Data Sources Beyond Conversations
| Source | Description |
|---|---|
| Human agent chats (Service Cloud) | livechattranscript Salesforce object. |
| Einstein Bot conversations | Bot Conversations Data model. |
| Zero‑copy connector imports | Direct ingestion from external systems. |
These sources are defined as metadata and fed into the derivation pipeline, mirroring industry‑grade memory solutions that extract memories or insights from an actor‑text‑blob tuple or actor‑text‑actor triplet.
- The text blob may originate from conversations, documents (Excel, PDF), or any connector in the Data 360 ecosystem.
- Decoupling sources makes the pipeline a flexible, extensible enterprise‑memory platform, storing derived memories in a standard memory object.
What early R&D approaches show the most promise for keeping agentic memory reliable and governable over time?
- Clean, structured data model – Explicit fields for type, time, source, confidence, and lifecycle controls.

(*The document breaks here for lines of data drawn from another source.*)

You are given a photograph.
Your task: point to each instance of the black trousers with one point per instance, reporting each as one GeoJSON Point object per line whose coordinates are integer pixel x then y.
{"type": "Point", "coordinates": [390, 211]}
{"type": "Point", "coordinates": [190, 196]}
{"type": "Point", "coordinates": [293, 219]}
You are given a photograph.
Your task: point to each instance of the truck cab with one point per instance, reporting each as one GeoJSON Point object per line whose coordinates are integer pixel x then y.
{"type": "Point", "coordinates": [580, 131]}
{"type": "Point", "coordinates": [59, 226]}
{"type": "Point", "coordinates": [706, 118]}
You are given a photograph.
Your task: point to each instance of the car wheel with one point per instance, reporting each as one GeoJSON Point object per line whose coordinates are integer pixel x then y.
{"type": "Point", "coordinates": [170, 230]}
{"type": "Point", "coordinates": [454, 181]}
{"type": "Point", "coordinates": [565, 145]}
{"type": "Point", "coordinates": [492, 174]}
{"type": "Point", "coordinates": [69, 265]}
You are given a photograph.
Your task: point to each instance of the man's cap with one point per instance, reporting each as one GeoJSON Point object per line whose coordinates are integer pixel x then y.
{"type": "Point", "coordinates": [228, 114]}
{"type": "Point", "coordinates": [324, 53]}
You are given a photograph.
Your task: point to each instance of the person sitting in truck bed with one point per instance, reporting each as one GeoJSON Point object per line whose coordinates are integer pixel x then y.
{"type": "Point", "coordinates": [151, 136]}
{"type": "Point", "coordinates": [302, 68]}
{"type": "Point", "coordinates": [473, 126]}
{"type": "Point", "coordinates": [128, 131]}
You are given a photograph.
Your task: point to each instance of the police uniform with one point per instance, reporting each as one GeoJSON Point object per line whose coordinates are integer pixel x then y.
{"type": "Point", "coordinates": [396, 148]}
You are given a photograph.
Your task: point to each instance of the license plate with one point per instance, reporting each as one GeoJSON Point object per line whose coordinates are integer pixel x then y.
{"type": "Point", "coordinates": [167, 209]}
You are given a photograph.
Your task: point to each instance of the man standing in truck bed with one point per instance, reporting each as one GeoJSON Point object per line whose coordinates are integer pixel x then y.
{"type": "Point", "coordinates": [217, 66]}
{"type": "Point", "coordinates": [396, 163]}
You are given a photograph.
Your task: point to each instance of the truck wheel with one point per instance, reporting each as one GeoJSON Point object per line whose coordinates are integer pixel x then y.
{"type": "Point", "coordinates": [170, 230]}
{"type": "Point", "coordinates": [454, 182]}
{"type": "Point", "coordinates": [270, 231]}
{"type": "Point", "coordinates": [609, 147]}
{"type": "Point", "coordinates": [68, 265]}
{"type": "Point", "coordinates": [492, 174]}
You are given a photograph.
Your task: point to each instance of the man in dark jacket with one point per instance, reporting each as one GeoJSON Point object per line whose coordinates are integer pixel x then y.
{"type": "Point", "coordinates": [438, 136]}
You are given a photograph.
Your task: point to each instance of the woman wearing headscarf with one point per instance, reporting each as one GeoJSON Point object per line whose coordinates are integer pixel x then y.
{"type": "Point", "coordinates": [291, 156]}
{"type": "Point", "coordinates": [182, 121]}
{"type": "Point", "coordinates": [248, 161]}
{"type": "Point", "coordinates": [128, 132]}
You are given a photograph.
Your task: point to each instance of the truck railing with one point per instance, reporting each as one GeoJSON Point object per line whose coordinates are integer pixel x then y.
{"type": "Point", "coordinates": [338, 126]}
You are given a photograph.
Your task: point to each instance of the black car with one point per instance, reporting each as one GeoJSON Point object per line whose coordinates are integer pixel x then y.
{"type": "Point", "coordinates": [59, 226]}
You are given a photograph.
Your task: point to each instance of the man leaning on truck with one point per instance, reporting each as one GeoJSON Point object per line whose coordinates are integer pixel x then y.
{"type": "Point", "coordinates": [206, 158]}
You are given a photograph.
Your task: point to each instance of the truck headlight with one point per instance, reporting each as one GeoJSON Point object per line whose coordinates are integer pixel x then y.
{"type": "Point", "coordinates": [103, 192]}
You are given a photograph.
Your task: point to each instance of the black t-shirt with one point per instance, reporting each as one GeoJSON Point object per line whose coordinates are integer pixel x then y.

- Write gates – Only high‑quality candidates become memory.
- Read gates – Retrieval limited to task‑relevant records.
- Hybrid validation – Combines vector similarity with meaning checks to prevent duplication and drift.
- Episodic summarization – Periodic summarization preserves signal while reducing noise.
- Prioritization of trusted enterprise records over casual conversational signals.
- Replay testing – Evaluates correctness, freshness, and safety.
- Cost‑aware model selection – Balances performance with expense.
Together, these techniques support the development of long‑running, enterprise‑grade agentic memory without sacrificing trust or reliability.